Wednesday, April 9, 2008

3/14/05 Shower Clarity

EDIT as I compile these for this new blog: This is a very interesting post to look back at. This was a pivotal time for me when I was coping with the basic belief that I was made wrong. I was trying so hard to make sense of everything in my messed up world and to find a way to cope with it. Of course, I still to this day do believe that I was "made wrong," but now I have found a way to untangle some of the mess, to fix it, and to heal enough to live a normal life.

March 14, 2005 Shower Clarity

So it hits me in the shower when it was that this latest depression started. I mean I've been mildly depressed off and on over the past few years, but I think the worst of it here lately, was triggered the night I first realized how deep and multi-faceted my "crazy" was. The night I realized that I had a complex, layered problem with my brain and that it wasn't just a mere inability to order a pizza or speak in public.

The night before we left for festival, September 2004. T and I had a ridiculous fight over making piles of stuff to take and not to take. At the time it was not ridiculous to me though. It was the end of the world. After hashing all that out, I saw for myself for the very first time, the extent of my inability to comprehend basic logic chains and my inability to incorporate change into my brain sometimes. I realized just how messed up the way my brain processes and deals with information really is. I felt defeated and "made wrong". I actually entertained brief moments of suicidal thought. Thinking my kids would be better off without a crazy mother. That was a rough evening. I knew I wouldn't actually go through with anything, but the despair and hopelessness felt so inescapable. I have never felt so joyless, so hopeless, so numb and apathetic to the world as I did that night. I think I've been trying to climb out of the hole that I fell in that night ever since.

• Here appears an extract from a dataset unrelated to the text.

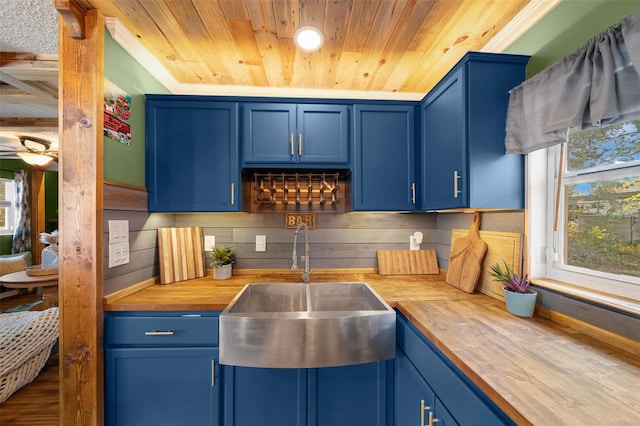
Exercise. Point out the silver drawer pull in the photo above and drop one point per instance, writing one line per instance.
(159, 333)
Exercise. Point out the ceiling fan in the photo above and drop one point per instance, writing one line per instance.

In a way that night was good. It opened the door for me to understand exactly what it is I'm dealing with. It led to my discovery of the myriad of thought processes associated with avoidant personality disorder and how closely they resembled my own brain and struggles. And yet somehow it has also propagated a self-defeating message that pops up whenever my mental inabilities present themselves. I see every defeat as evidence of how messed up I am and my inability to change the way I perceive things. That spirals me into self-defeating thought. That breeds depression. It is a never ending cycle of defeat.

I have occasionally since then had brief moments of semi-suicidal thought. Nothing as numb and low as that first night, but nevertheless it has popped up as a fleeting thought from time to time. Thoughts that I am a horrible influence on my children, that I am incapable of functioning as a normal human being. I immediately squelch the thought before it even has a chance to take shape. I KNOW that I would never DO anything, and yet the fact that they pop up in even fleeting moments tells me that I am still unable to cope with the realization I made that first night. I view myself as "made wrong" with a brain that is miswired and incapable of perceiving reality. As hard as I try to overcome, when something happens to remind me that I'm still perceiving things wrong, all those self defeating thoughts rush in and I feel like my mom. Crazy, immature.... I realize now that ruminating on those thoughts must be what is provoking my depression. And yet I still feel powerless to stop.

The basic fact is that I am wired wrong. I know this is something I must deal with for the rest of my life. But at times I just feel so powerless. How can I break the cycle of depression when at its core is my ineffectiveness at overcoming this avoidant personality thing? I hate the feeling I get when I realize that I'm "doing it again". I feel like it is who I am, wired at so deep of a level that I am incapable of change. How does one get around such self-defeating thoughts when one believes them so deeply to be true?

I cope by hiding in the happy moments, trying to escape the crazy that is within. I can be happy, I can enjoy moments of life, but when I exhibit my crazy I'm once again launched downward in that self-defeating spiral. How can I change my reaction to those realization moments?